Dowling, G. (2017), "The glass ceiling: fact or a misguided metaphor?", Annals in Social Responsibility, Vol. 3 No. 1, pp. 23-41. https://doi.org/10.1108/ASR-05-2017-0002
Eagly, A. H., & Carli, L. L. (2003). The female leadership advantage: An evaluation of the evidence. The leadership quarterly, 14(6), 807-834. https://doi.org/10.1016/j.leaqua.2003.09.004
Kemenpppa. (2022). Ketidakadilan Gender. https://www.kemenpppa.go.id/index.php/page/view/23
Muslim, M. I., & Perdhana, M. S. (2017). Glass ceiling: sebuah studi literatur. Jurnal Bisnis Strategi, 26(1), 28-38. https://doi.org/10.14710/jbs.26.1.28-38
Sistem Informasi Gender dan Anak. (2022).

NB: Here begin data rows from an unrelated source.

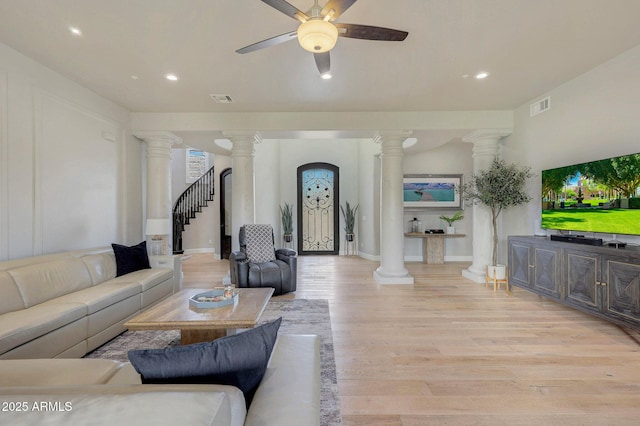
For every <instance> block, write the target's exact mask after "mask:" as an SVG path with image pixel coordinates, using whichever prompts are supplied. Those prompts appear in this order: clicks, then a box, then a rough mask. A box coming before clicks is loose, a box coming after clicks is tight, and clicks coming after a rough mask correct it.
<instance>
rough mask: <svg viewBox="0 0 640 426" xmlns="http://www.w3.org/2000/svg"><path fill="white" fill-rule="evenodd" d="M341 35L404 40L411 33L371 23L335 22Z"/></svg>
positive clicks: (385, 39) (373, 38)
mask: <svg viewBox="0 0 640 426" xmlns="http://www.w3.org/2000/svg"><path fill="white" fill-rule="evenodd" d="M335 26H336V27H337V28H338V35H339V36H340V37H348V38H359V39H362V40H382V41H402V40H404V39H405V38H407V36H408V35H409V33H408V32H406V31H400V30H394V29H391V28H382V27H373V26H371V25H358V24H335Z"/></svg>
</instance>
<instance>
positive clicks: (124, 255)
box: [111, 241, 151, 277]
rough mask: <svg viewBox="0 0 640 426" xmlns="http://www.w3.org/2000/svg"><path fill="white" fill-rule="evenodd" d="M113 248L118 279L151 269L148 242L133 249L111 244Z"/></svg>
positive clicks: (113, 252)
mask: <svg viewBox="0 0 640 426" xmlns="http://www.w3.org/2000/svg"><path fill="white" fill-rule="evenodd" d="M111 247H112V248H113V254H115V255H116V277H119V276H120V275H125V274H128V273H129V272H135V271H139V270H140V269H150V268H151V265H149V255H148V254H147V242H146V241H143V242H141V243H140V244H136V245H135V246H131V247H128V246H123V245H120V244H111Z"/></svg>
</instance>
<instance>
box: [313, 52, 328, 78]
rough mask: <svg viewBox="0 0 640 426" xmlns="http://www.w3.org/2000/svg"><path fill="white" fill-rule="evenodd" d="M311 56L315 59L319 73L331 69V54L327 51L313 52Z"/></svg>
mask: <svg viewBox="0 0 640 426" xmlns="http://www.w3.org/2000/svg"><path fill="white" fill-rule="evenodd" d="M313 58H314V59H315V60H316V66H317V67H318V71H320V74H325V73H328V72H329V71H330V70H331V56H330V55H329V52H324V53H314V54H313Z"/></svg>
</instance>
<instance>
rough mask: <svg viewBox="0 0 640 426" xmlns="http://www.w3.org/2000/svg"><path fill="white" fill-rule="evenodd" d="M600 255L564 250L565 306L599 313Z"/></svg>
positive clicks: (569, 250) (599, 304) (600, 277)
mask: <svg viewBox="0 0 640 426" xmlns="http://www.w3.org/2000/svg"><path fill="white" fill-rule="evenodd" d="M601 262H602V259H601V255H599V254H595V253H589V252H585V251H581V250H571V249H565V264H566V265H567V267H566V274H567V276H566V283H567V286H566V291H567V294H566V298H565V301H566V303H567V304H570V305H574V306H576V307H578V308H580V309H583V310H587V311H593V312H600V310H601V309H600V306H601V302H600V291H599V288H600V282H601V281H602V280H601Z"/></svg>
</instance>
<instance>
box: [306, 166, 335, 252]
mask: <svg viewBox="0 0 640 426" xmlns="http://www.w3.org/2000/svg"><path fill="white" fill-rule="evenodd" d="M339 192H340V174H339V169H338V167H337V166H334V165H333V164H329V163H309V164H305V165H302V166H300V167H298V209H297V210H298V253H299V254H300V255H305V254H338V252H339V250H340V229H339V224H340V220H339V219H340V218H339V216H338V206H339V205H340V197H339Z"/></svg>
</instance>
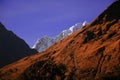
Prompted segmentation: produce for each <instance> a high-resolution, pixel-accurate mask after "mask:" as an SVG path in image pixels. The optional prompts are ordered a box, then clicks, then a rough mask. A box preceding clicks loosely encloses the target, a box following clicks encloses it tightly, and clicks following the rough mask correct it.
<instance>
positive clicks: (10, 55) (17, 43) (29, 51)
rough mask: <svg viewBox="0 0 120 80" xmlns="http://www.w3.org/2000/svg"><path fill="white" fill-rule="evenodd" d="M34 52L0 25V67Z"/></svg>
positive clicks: (13, 34) (0, 23)
mask: <svg viewBox="0 0 120 80" xmlns="http://www.w3.org/2000/svg"><path fill="white" fill-rule="evenodd" d="M36 52H37V51H35V50H32V49H30V48H29V46H28V45H27V44H26V43H25V41H24V40H22V39H20V38H19V37H17V36H16V35H15V34H14V33H13V32H12V31H8V30H7V29H6V28H5V27H4V26H3V25H2V24H1V23H0V67H3V66H5V65H7V64H9V63H12V62H14V61H17V60H18V59H21V58H23V57H25V56H28V55H31V54H33V53H36Z"/></svg>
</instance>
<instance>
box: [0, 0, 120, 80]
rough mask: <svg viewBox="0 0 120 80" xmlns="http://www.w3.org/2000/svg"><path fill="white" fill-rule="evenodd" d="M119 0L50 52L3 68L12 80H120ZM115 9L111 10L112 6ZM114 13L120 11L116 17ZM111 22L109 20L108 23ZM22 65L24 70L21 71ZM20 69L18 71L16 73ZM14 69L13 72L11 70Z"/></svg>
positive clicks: (119, 12)
mask: <svg viewBox="0 0 120 80" xmlns="http://www.w3.org/2000/svg"><path fill="white" fill-rule="evenodd" d="M115 5H118V6H119V5H120V0H119V1H115V2H114V3H113V4H111V5H110V7H108V8H107V9H106V10H108V12H109V10H111V8H114V9H112V13H110V14H111V15H113V16H110V18H107V17H106V16H107V15H109V13H108V12H107V11H106V10H105V11H104V12H103V13H104V14H103V13H102V18H101V17H100V16H98V17H97V18H96V19H95V20H94V21H93V22H92V23H91V24H89V25H87V26H84V27H83V28H81V29H79V30H78V31H76V32H75V33H74V34H72V35H70V36H69V37H67V38H65V39H63V40H61V41H59V42H58V43H56V44H54V45H52V46H51V47H50V48H48V49H47V50H45V51H43V52H41V53H38V54H35V55H32V56H28V57H26V58H23V59H21V60H19V61H18V62H15V63H13V64H14V65H13V64H11V65H8V66H6V67H4V68H2V69H0V72H1V73H0V75H1V78H2V79H5V80H7V79H6V77H7V78H9V79H12V80H31V79H35V80H39V79H43V80H47V79H48V80H120V77H119V76H120V54H119V52H120V26H119V25H120V14H118V13H120V7H115ZM111 6H112V7H111ZM114 12H118V13H117V14H118V15H115V16H117V17H114ZM109 19H110V20H109ZM21 66H22V68H21ZM15 68H17V70H15ZM10 70H12V71H10Z"/></svg>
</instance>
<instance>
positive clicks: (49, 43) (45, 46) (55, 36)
mask: <svg viewBox="0 0 120 80" xmlns="http://www.w3.org/2000/svg"><path fill="white" fill-rule="evenodd" d="M86 24H87V22H86V21H84V22H83V23H77V24H75V25H73V26H71V27H70V28H69V29H68V30H63V31H62V32H61V33H60V34H59V35H57V36H55V37H47V36H45V37H43V38H40V39H38V40H37V41H36V43H35V44H34V46H33V49H36V50H37V51H38V52H42V51H44V50H46V49H47V48H49V47H50V46H52V45H53V44H55V43H57V42H59V41H60V40H62V39H64V38H65V37H67V36H69V35H71V34H72V33H73V32H75V31H77V30H78V29H80V28H81V27H83V26H85V25H86Z"/></svg>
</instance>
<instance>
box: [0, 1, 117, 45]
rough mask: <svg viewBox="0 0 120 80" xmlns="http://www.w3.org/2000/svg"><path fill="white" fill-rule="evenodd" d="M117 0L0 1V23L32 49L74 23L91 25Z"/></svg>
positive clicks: (73, 24)
mask: <svg viewBox="0 0 120 80" xmlns="http://www.w3.org/2000/svg"><path fill="white" fill-rule="evenodd" d="M114 1H115V0H0V11H1V12H0V22H2V23H3V24H4V25H5V26H6V28H7V29H9V30H12V31H13V32H14V33H15V34H17V35H18V36H20V37H21V38H22V39H24V40H25V41H26V42H27V43H28V44H29V45H30V46H33V44H34V43H35V41H36V40H37V39H38V38H41V37H43V36H45V35H47V36H51V37H53V36H56V35H58V34H59V33H60V32H61V31H62V30H64V29H68V28H69V27H70V26H72V25H74V24H75V23H79V22H83V21H87V22H91V21H92V20H93V19H94V18H96V16H98V15H99V14H100V13H101V12H102V11H103V10H104V9H105V8H107V7H108V6H109V5H110V4H111V3H112V2H114Z"/></svg>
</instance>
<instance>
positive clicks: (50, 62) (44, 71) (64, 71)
mask: <svg viewBox="0 0 120 80" xmlns="http://www.w3.org/2000/svg"><path fill="white" fill-rule="evenodd" d="M65 72H66V66H65V65H64V64H60V63H59V64H56V63H54V62H53V61H51V60H43V61H40V62H37V63H36V64H34V65H32V66H30V67H29V68H28V69H26V70H25V71H24V73H23V74H22V76H21V77H20V78H21V80H56V79H59V80H64V79H65Z"/></svg>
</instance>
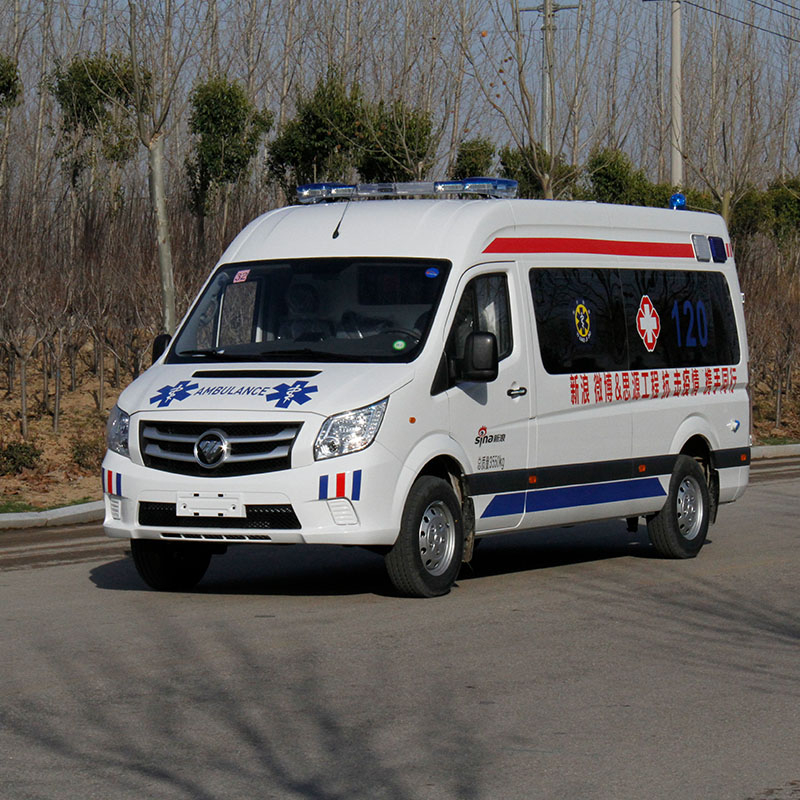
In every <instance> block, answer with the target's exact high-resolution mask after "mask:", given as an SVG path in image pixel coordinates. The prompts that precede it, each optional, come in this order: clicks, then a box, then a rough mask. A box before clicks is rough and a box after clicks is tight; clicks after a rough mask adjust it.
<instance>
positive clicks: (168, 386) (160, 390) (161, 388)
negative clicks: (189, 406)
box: [150, 381, 198, 408]
mask: <svg viewBox="0 0 800 800" xmlns="http://www.w3.org/2000/svg"><path fill="white" fill-rule="evenodd" d="M197 387H198V384H196V383H189V381H179V382H178V383H176V384H175V385H174V386H169V385H167V386H162V387H161V388H160V389H159V390H158V392H157V393H156V394H155V395H153V397H151V398H150V404H151V405H152V404H153V403H158V406H157V407H158V408H164V406H168V405H169V404H170V403H171V402H172V401H173V400H178V401H180V400H185V399H186V398H187V397H189V396H190V395H191V394H192V392H193V391H194V390H195V389H196V388H197Z"/></svg>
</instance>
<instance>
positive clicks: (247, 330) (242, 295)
mask: <svg viewBox="0 0 800 800" xmlns="http://www.w3.org/2000/svg"><path fill="white" fill-rule="evenodd" d="M257 290H258V282H257V281H247V282H246V283H232V284H230V285H229V286H227V287H226V288H225V294H224V295H223V298H222V315H221V319H220V326H219V337H218V338H219V341H218V344H217V346H219V347H224V346H225V345H233V344H243V343H245V342H251V341H252V340H253V325H254V322H255V310H256V296H257V294H258V291H257Z"/></svg>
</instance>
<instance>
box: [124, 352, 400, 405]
mask: <svg viewBox="0 0 800 800" xmlns="http://www.w3.org/2000/svg"><path fill="white" fill-rule="evenodd" d="M365 366H367V367H368V368H367V369H365ZM413 376H414V368H413V366H412V365H410V364H369V365H364V364H341V363H336V364H328V363H325V364H311V363H309V364H291V365H284V364H268V365H265V364H263V363H258V364H224V365H222V364H213V365H201V364H169V365H163V364H157V365H156V366H154V367H151V368H150V369H149V370H148V371H147V372H145V373H144V375H142V376H141V377H140V378H139V379H138V380H136V381H134V383H132V384H131V385H130V386H129V387H128V388H127V389H126V390H125V391H124V392H123V393H122V394H121V395H120V398H119V402H118V405H119V407H120V408H121V409H122V410H123V411H125V412H127V413H128V414H133V413H136V412H146V413H148V414H155V413H160V412H164V413H170V414H174V413H175V412H178V413H180V412H182V411H191V412H195V413H196V412H198V411H206V412H208V415H207V416H208V418H209V419H212V418H213V416H214V414H220V415H224V414H225V412H227V411H237V412H250V413H252V412H257V411H269V412H271V413H272V412H279V413H285V414H287V415H297V414H305V413H309V412H310V413H312V414H318V415H319V416H321V417H329V416H331V415H332V414H338V413H340V412H342V411H350V410H352V409H355V408H361V407H363V406H368V405H371V404H372V403H375V402H378V401H379V400H382V399H383V398H384V397H386V396H388V395H389V394H391V393H392V392H394V391H396V390H397V389H399V388H400V387H401V386H404V385H405V384H407V383H408V382H409V381H411V379H412V378H413Z"/></svg>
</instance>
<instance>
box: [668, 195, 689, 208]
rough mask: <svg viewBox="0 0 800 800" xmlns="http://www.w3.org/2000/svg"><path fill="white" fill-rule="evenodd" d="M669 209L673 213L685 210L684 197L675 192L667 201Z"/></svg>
mask: <svg viewBox="0 0 800 800" xmlns="http://www.w3.org/2000/svg"><path fill="white" fill-rule="evenodd" d="M669 207H670V208H671V209H672V210H673V211H682V210H683V209H685V208H686V195H684V194H681V193H680V192H675V194H674V195H672V197H670V199H669Z"/></svg>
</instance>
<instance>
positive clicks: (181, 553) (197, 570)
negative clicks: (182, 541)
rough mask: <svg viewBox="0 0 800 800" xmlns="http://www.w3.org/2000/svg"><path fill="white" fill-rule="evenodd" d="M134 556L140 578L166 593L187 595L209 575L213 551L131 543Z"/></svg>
mask: <svg viewBox="0 0 800 800" xmlns="http://www.w3.org/2000/svg"><path fill="white" fill-rule="evenodd" d="M131 555H132V556H133V563H134V564H135V565H136V571H137V572H138V573H139V577H141V579H142V580H143V581H144V582H145V583H146V584H147V585H148V586H149V587H150V588H151V589H157V590H158V591H162V592H186V591H188V590H189V589H193V588H194V587H195V586H196V585H197V584H198V583H199V582H200V579H201V578H202V577H203V575H205V574H206V570H207V569H208V565H209V563H210V561H211V551H210V549H209V548H208V547H206V546H204V545H202V544H194V543H191V542H189V543H179V542H163V541H161V540H159V539H131Z"/></svg>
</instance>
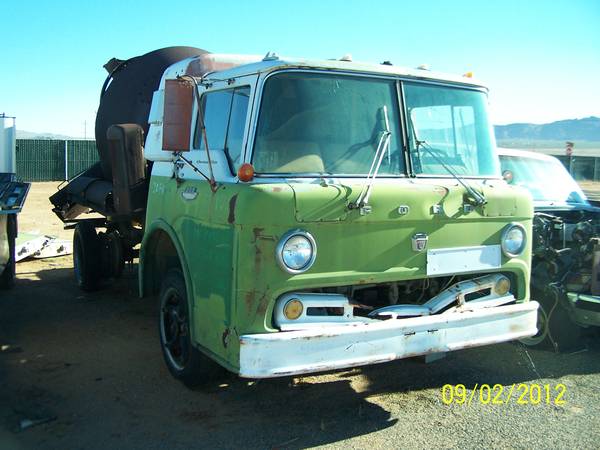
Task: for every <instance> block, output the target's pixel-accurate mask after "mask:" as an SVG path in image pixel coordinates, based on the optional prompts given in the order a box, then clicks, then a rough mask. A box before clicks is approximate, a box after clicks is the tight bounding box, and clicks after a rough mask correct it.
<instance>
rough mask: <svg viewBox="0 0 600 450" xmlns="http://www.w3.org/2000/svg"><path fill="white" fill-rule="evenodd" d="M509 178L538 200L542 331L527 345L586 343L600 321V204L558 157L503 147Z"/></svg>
mask: <svg viewBox="0 0 600 450" xmlns="http://www.w3.org/2000/svg"><path fill="white" fill-rule="evenodd" d="M499 156H500V162H501V166H502V174H503V177H504V179H505V180H506V181H507V183H509V184H511V185H516V186H522V187H524V188H526V189H527V190H529V192H531V195H532V197H533V201H534V208H535V215H534V218H533V244H532V271H531V297H532V298H533V299H535V300H536V301H538V302H539V303H540V310H539V317H538V330H539V331H538V333H537V334H536V335H535V336H533V337H531V338H526V339H523V340H522V342H524V343H525V344H527V345H536V346H537V345H539V346H550V347H552V348H553V349H554V350H556V351H567V350H573V349H576V348H577V347H579V346H582V345H583V341H582V339H581V332H582V329H583V328H587V327H590V326H600V208H598V207H596V206H593V205H592V204H591V203H590V202H589V201H588V199H587V198H586V195H585V194H584V193H583V191H582V190H581V188H580V187H579V185H578V184H577V182H576V181H575V180H574V179H573V177H571V175H570V174H569V172H568V171H567V170H566V168H565V167H564V166H563V164H562V163H561V162H560V161H559V160H558V159H557V158H554V157H552V156H548V155H543V154H540V153H534V152H527V151H522V150H511V149H499Z"/></svg>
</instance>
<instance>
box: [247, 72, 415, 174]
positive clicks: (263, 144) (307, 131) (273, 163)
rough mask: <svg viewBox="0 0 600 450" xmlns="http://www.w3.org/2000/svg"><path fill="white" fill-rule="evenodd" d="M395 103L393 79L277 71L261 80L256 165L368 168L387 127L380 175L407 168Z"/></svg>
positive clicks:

Jumlah Pejabat Menurut Jenis Jabatan dan Jenis Kelamin. Siga.jogjaprov.go.id. https://siga.jogjaprov.go.id/data_dasar/index/104-jumlah-pejabat-menurut-jenis-jabatan-dan-jenis-kelamin-
Winston, B. E., & Patterson, K. (2006). An integrative definition of leadership. International journal of leadership studies, 1(2), 6-66.